If I ask for a number, or go get a number, I find the idea of "you must tell me what exactly what question you are trying to answer" peculiar for someone who is exploring. My questions are absolutes, but probes. Exploring, like with failing test automation, calls me to dig in deeper. It is not the end result, it is a step on my way. 

Distrust in numbers runs deep. And while I decided to be ok trusting managers with numbers, I have been learning that the step that was difficult for me is even more difficult for the others. So it's time to make it less special, and normalize the fact that numbers exist. Interpretations exist. And conversations exist, even ones I would like to not have because they derail me from what I would like to see happen. 


Friday, November 5, 2021

Turn work samples into a portfolio

Last few weeks, I have had the pleasure of discussing testing in general, test careers and finding your start with Okechukwu Egbete. He lives in Finland (Oulu), completed a financial studies to a degree here, and has been working towards finding a great position to grow into testing. In addition to great inspiring conversations, we've been pair testing together and geeking about peculiarities of software quality and this industry. 

One of the conversations we had this week was about him being a little busy with various possible positions, each asking for a homework sample. Imagine this from the job seeker perspective: every single company has 8-16 hours expectation of exercise to show you are worthwhile candidate. And not only that. Every company has a different exercise. And as I was reminded of how this work, some companies have the exercise before they talk with you, without even the basic level of verifying that they aren't wasting the candidates time. 

It is easy for me to say that I find that companies are a at least on verge of misusing their position with regards to selecting the candidates. Having spent at worst 2 full days being assessed by psychologists and potential colleagues through delivering training, doing homework and filling complex loops of papers for a single position I rejected for the final interviewers attitude after they offered the position, I can appreciate the load companies feel they have the right to expect without compensation. 

When finding that first opening, you won't walk away at the end. But the work needed can be even more significant. 

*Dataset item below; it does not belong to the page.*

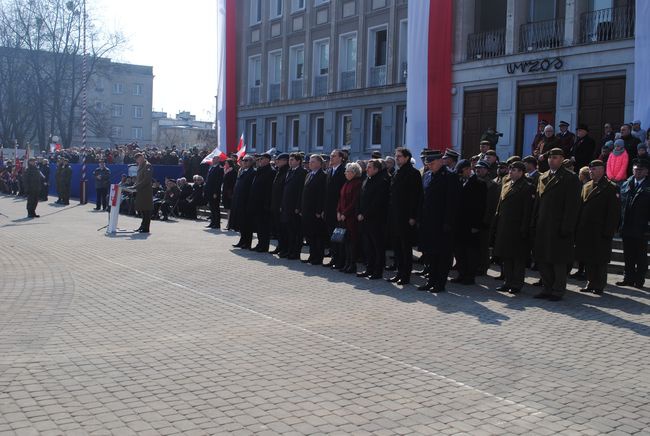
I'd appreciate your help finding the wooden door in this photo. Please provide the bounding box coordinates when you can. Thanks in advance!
[461,89,498,158]
[578,77,625,143]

So I propose turning the activity into a +1 for you. When a company sends you the exercise you do, create a private project on github for that activity as well as all other companies' activities - turn the work you do as it is your work, into your portfolio. And include the growing portfolio of samples into your application. Mark clearly what of the things you have you think is your best work. Show level of effort you've put into different samples. Don't publish the test problems companies have, but use your solutions to those problems as part of your continued job search. 

It would impress me if people did that - as long as you show you are mindful of not making anyone's future recruiting efforts harder.